Our conversation spanned the globe over the evening, but returned time and again to the challenges of raising teens.
There was a story in the Mercury last weekend about ungrateful teenagers. A woman in the States has started a Facebook group called UTIMH (Ungrateful Teens In My House) where she gripes about kids insisting they have designer clothes and the latest in technology.
I bristle when people lump any group into a stereotype. All teenagers are not bad, selfish and self-involved, and when we buy in to the stereotype, we reinforce those behaviours.
Still, I too groused about the mountain of shoes at the front door, the horrendous state of their bedrooms, and the vacuum of help I received when I asked them to, you know, vacuum. My teens had more important things on their minds and cleaning the house was not a priority.
I tried asking, yelling, threatening, crying, ignoring the mess, doing it myself, not speaking to them and bribing them, with varying results. Then I read Barbara Coloroso, who passed along the best advice I ever found on raising teens.
1) Teenagers are designed to test boundaries. They always want to stay out late, go places you're not comfortable letting them go and hang out with people you don't know. The underlying criteria in giving permission, however, should be: is it safe; is it moral; is it legal; and can you afford it.
2) It's not your job as the parent to convince your teenager to like your decision. It's their job to convince you that whatever it is they want to do meets that criteria — is it safe; is it moral; is it legal; and can you afford it.
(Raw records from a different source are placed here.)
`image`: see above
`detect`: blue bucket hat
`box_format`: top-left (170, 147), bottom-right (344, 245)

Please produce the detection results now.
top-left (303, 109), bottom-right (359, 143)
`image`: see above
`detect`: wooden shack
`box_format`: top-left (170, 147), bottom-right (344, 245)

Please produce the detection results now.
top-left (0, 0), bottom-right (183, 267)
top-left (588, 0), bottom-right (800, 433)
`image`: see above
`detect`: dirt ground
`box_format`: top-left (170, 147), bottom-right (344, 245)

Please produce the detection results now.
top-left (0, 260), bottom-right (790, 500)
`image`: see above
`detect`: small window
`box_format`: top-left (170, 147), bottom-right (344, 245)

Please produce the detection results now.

3) If you want a 30-year-old kid on your hands, keep raising children. If you want your child to be a responsible, mortgage-paying, RSP-contributing adult at 30, you'd better start raising an adult. That means with every new freedom comes responsibility.
4) Teenagers have an amazing knack for pressuring parents into making snap decisions. Coloroso cautions parents not to give in to the pressure. You need to make careful judgements and that takes time. So, say this, she advises: If you want the answer now, it's no. If you want me to consider a yes answer, give me time. That doesn't guarantee they'll get what they want, but it also gives them time to respond to your main concerns — is it safe; is it moral; is it legal; and can you afford it.
My own experience taught me that logic works too. If I spent 30 minutes driving them to baseball, two hours watching the game and 30 minutes driving them home again, it's hard for them to say no when I ask for 10 minutes of washing dishes.
The spring before I put my house up for sale, I had the nasty job of cleaning up a winter's worth of dog droppings in the backyard. I was an empty-nester at the time and when I asked for 10 minutes help from them, they all refused, saying since they hadn't lived there all winter, why should they.
"But have you loved Sam for 10 minutes this winter?" was my response.
Hard to argue that one. Not only did they give me the 10 minutes I'd asked for, they completed the job.
Teenagers have a great facility for detecting hypocracy too, so it's important to step back and check your own behaviour before you come down on them.
Otherwise, pull out the baby books and remind yourself how much you love them. They are hormonal, emotional, confused beings who need some guidance as they spread their wings.
As you ride out the teen years, love them anyway.